Il traverse les coins les plus charmants de Lisbonne et semble tout droit sorti de l’avant-guerre. Le tramway 28 est l’image d’Epinal de la capitale portugaise. Il a même été choisi pour illustrer The Lisbonomist. Deux bonnes raisons pour aller en faire un tour.
Il s’affiche sur les cartes postales et en couverture des guides touristiques. Impensable de séjourner à Lisbonne sans écumer l’ensemble de sa ligne. On ne grimpe pas les rues de la capitale sans entendre son grondement… Le tramway 28, l‘Electrico, est l’icône, l’emblème, l’âme de la cité du bord du Tage.
Une sorte de miracle
« On y trouve beaucoup de touristes mais aussi pas mal de Lisboètes », explique Garbus, qui tente le baragouinage d’un français approximatif derrière ses cheveux bruns et sa très courte barbe. Dans son dos, une fière rangée de retraités moustachus jette un œil placide à travers les vitres. On n’échappe pas non plus à l’adolescente perdue dans Candy Crush. Ni au couple français scindé en une ligne de fracture cinglante : l’un dans les pages du Routard, l’autre dans le plan détachable du même guide.

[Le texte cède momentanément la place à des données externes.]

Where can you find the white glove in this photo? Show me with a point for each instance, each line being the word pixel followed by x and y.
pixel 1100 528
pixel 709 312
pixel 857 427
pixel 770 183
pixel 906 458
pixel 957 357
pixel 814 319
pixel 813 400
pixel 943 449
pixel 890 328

Construits au tout début du XXe siècle, les
tramways ont accompagné la modernisation de la ville aux sept collines. A juste titre, ils ont été considérés comme le moyen idéal de grimper les côtes et de se faufiler dans l’étroitesse des rues, parvenant difficilement à trancher l’Alfama sans se cogner aux murs, à zigzaguer entre les obstacles du Chiado, à gravir le Bairro Alto. Parfois, le tramway s’arrête. La pente est à 15 degrés. Et ce petit bout d’histoire nargue, goguenard, les lois de la gravité.
Comment ce miracle est-il possible ? « Il y a environ 10 accidents par mois et 10 accidents graves par an en raison de son parcours tortueux », tempère Garbus, qui a décidé de passer à l’anglais.
Incontournable
« Hey ! Toi aussi tu veux t’encanailler en « ridant » les tramways de la ville ? Alors fais
comme nous : pars à la rencontre de l’habitant, il te dira peut-être comment faire. Bon je te laisse, j’ai un avion à prendre. Ciiiao ! »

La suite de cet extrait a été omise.